The march, which included about 70 internationals and 100 Palestinians, started at 10 a.m. from the municipality of Qalqilya. We were holding signs, banners, and balloons bearing the names of Palestinian political prisoners that are being held inside of Israel. It was a spirited march with chants, noisemakers, and a lot of energy. Once we reached the wall, the designated internationals accompanied Palestinians and took part in decorating it with messages and paint balloons, filled with the colors of the Palestinian flag. Messages such as "Free Palestine," "Berlin 1953," and "Tear down the Apartheid Wall" were spray painted on the wall. A few meters over, Israeli peace activists waited to meet us so we could all stand together in solidarity on opposite sides of the fence. The soldiers kept yelling, "Painting on the wall is not allowed," but nobody listened, and after a while they grew tired of being ignored and stopped yelling.
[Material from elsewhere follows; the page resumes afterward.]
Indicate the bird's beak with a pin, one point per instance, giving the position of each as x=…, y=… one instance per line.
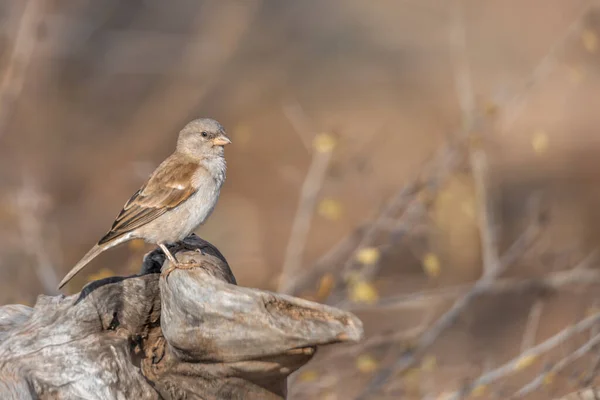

The soldiers stayed between the demonstrators and the fence, but the spirit of the two groups, the Palestinian and Israeli demonstrators, stayed alive for about an hour. The call was finally given by the organizers to fall back, and everyone returned, safely and with a good feeling. There were no injuries or arrests, and the goals of the demonstration had been reached. That part of the wall, instead of being only ugly gray cement, is now beautifully decorated....

The Israeli government is doing all it can to separate the people and make the lives of Palestinians unbearable. But people inside Palestine and Israel know that it is possible to live side by side as neighbors and teach their children love and understanding instead of hate and fear. What is desperately needed is justice, not barriers.